Dance on My Grave
- First edition cover
- Author: Aidan Chambers
- Language: English
- Series: Dance Sequence
- Genre: Young adult literature
- Publisher: The Bodley Head
- Publication date: 1982
- Publication place: United Kingdom
- Media type: Print (paperback)
- Pages: 256
- ISBN: 978-0-370-30366-6
- Preceded by: Breaktime
- Followed by: Now I Know

= Dance on My Grave =

1982 novel by Aidan Chambers

Dance on My Grave is a 1982 young adult novel by British author Aidan Chambers. Its full title is Dance on My Grave: a life and a death in four parts, one hundred and seventeen bits, six running reports and two press clippings, with a few jokes, a puzzle or three, some footnotes and a fiasco now and then to help the story along. It is the second book in Chambers's six-novel Dance Sequence series.

It tells the story of a British teenager named Hal Robinson, detailing the events that led to his dancing on the grave of his slightly older friend, Barry Gorman, with whom Hal had a love affair.

It was one of the first few young adult books published by a major publisher that depicts homosexuality without being judgmental, and was included on ALA's and other libraries' list of books for gay teens. It has also been referred to in a number of books on children and young adult literature.

Because of its gay-positive theme, it was challenged at the Montgomery County Memorial Library System in 2004 by the Library Patrons of Texas.

== Plot ==
Hal is a sixteen-year-old with a fascination with death and is unsure of his plans for the future. On a boating trip he accidentally capsizes, but is rescued by Barry Gorman, who takes him to his home to dry off. Hal quickly falls in love with Barry, seeing him as a person that brings direction and enjoyment into his life.

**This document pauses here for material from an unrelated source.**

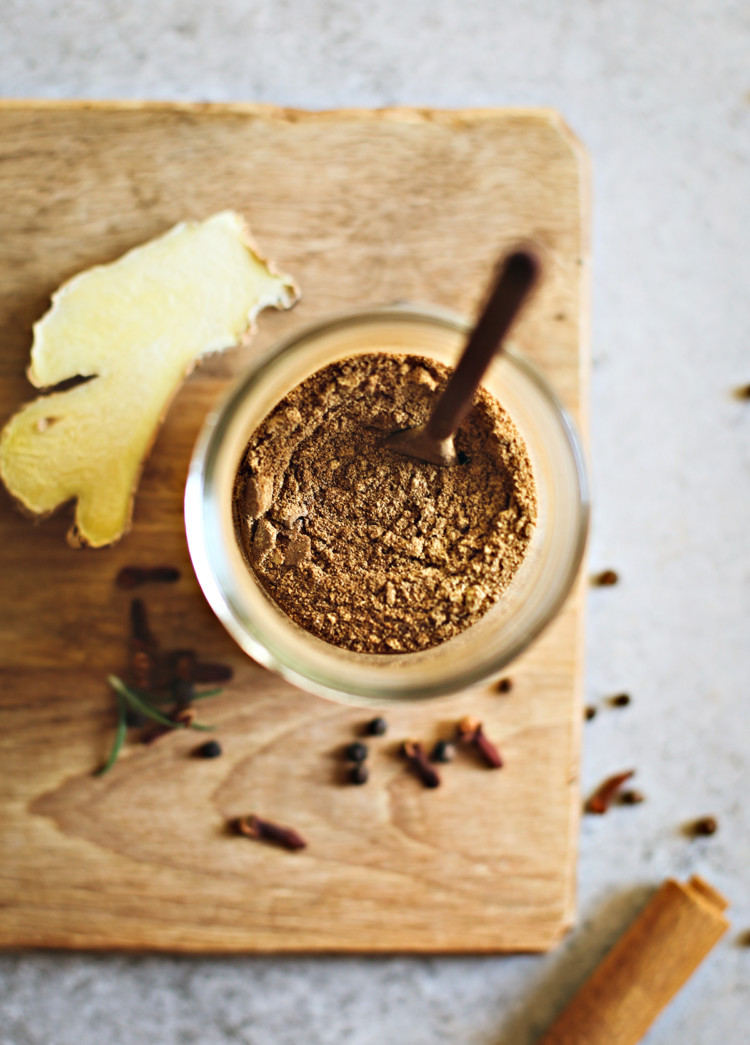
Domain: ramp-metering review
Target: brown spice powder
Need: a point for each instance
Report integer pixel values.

Barry invites him to work at his family's music store, as well as to trips to the movie theater and motorcycle riding. Barry brings up Hal's interest in death, telling him that one should confront death by laughing at it. He makes Hal agree to an oath that whichever one of them shall die first, the other shall dance on his grave. Though confused, Hal agrees to the oath and kisses Barry. Their relationship becomes intimate.

One day, Hal catches Barry flirting with a girl, Kari. He confronts Barry, who replies that whatever relationship Hal assumed was between them was over. Pressed further, Barry says that Hal wanted too much from him and that he was bored. Hal leaves angrily. He later learns that Barry had died in a motorcycle accident after he chased after him.

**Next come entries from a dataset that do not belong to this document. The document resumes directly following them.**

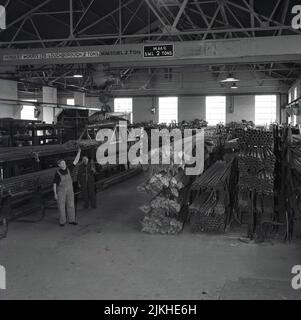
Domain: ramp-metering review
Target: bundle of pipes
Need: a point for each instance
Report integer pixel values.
(27, 183)
(35, 152)
(214, 178)
(256, 161)
(208, 210)
(251, 138)
(208, 214)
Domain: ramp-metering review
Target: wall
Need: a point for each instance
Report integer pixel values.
(9, 90)
(292, 97)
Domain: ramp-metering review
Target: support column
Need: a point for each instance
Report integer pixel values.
(49, 96)
(9, 91)
(80, 99)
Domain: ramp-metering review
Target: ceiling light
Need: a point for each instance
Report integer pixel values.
(230, 78)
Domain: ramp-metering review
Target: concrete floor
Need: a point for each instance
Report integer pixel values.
(106, 257)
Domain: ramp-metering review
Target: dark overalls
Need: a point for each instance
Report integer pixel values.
(65, 195)
(86, 178)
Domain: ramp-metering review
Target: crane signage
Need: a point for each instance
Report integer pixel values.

Distraught by Barry's death, Hal feels the urge to see Barry's body. Kari helps him sneak into the morgue, where the sight of the body reminds Hal of his oath. The first time he visits Barry's grave, he is overcome by anger and is unable to dance on his grave. Kari explains to Hal that the reason for his anger was that he over-depended on Barry for excitement; he preferred the idea of Barry rather than who he was. Hal returns to Barry's grave and dances on it, but is caught by a police officer and charged for the crime of damaging a grave.

A social worker tries to get Hal to explain himself so he won't be charged heavily in court. Hal initially refuses to talk, but later writes a full account of his relationship with Barry and submits it to the court. He is not charged with a crime. Hal decides to continue his education in order to let things settle. He promises to move on with his life, to not let his past control his future.

==Translations==
Dance on My Grave has been translated into at least 9 other languages in both Asia and Europe.

==Film adaptation==
The book was the basis of the film Summer of 85 (Été 85) by French director François Ozon in 2020.